The proposals from Ozturk and her colleagues include some ambitious ideas. Economists want the government to mail a check to everyone who has filed a tax return in the last two years for the duration of the crisis — an idea that the federal government is considering. President Donald Trump’s administration has proposed sending many Americans $2,000 each. Congress has also passed legislation specifically targeting businesses with less than 500 employees.
The economists’ proposals also call for tax breaks for landlords who defer rent payments for low-income residents; enhanced, easily available benefits for the unemployed or under-employed; and a jobs plan for those in need of work, preferably projects that require temporary labor with little person-to-person interaction.
Ozturk acknowledges federal or state action would be required for many of the proposals to take effect.

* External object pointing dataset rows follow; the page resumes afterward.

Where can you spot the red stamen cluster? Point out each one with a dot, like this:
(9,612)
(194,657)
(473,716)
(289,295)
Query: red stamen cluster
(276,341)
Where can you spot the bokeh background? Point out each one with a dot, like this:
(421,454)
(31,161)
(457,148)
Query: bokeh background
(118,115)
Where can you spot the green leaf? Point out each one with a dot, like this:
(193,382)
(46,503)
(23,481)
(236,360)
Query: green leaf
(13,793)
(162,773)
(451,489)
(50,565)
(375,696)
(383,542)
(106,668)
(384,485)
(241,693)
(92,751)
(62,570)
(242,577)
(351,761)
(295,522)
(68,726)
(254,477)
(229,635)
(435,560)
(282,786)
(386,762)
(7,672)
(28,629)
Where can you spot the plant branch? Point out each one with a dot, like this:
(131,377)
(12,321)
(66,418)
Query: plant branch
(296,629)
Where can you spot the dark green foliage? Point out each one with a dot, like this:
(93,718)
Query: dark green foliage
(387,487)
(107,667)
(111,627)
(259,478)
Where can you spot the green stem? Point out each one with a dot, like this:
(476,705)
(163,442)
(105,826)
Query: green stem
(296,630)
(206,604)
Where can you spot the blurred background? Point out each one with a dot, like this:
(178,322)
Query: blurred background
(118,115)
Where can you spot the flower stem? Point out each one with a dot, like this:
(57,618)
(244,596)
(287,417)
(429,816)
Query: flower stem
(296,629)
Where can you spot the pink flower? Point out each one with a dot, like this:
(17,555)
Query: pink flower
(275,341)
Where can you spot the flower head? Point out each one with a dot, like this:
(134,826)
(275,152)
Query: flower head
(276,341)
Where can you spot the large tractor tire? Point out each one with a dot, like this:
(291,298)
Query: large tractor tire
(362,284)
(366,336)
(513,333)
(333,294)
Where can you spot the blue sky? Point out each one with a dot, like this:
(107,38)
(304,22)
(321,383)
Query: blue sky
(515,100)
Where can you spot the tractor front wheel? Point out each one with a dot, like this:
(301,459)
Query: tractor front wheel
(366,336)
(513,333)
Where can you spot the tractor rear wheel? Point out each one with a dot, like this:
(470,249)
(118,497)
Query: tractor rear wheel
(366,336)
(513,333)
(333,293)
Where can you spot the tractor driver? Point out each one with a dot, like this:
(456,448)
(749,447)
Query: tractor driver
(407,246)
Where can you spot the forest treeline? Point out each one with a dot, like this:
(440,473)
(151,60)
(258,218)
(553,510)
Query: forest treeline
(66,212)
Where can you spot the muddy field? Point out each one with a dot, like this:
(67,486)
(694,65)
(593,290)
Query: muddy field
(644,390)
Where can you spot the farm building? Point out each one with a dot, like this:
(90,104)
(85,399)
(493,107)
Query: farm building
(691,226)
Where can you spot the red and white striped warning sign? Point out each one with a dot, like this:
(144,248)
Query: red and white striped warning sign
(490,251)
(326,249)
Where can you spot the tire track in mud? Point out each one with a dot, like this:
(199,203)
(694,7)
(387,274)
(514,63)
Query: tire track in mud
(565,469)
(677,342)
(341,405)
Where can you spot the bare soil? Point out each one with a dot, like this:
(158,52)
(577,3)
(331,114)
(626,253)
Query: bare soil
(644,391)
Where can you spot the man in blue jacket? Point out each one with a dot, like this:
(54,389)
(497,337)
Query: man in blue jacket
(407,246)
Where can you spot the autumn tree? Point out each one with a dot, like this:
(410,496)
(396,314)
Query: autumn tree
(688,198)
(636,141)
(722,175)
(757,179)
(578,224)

“It’s not going to come tomorrow, but if people are already losing jobs, they don’t have time to wait,” she said.
The city’s budget could also take a hit, as business license revenue and hospitality tax could drop off because of the crisis. Benjamin said the city would waive hospitality tax and community development fee collection through June 2020, to alleviate the impact on local businesses. Business license payments will be postponed until May 15.
The city will also increase the number of laptops needed for city employees to work from home.
The money will be transferred from the water and sewer fund to the city’s general fund.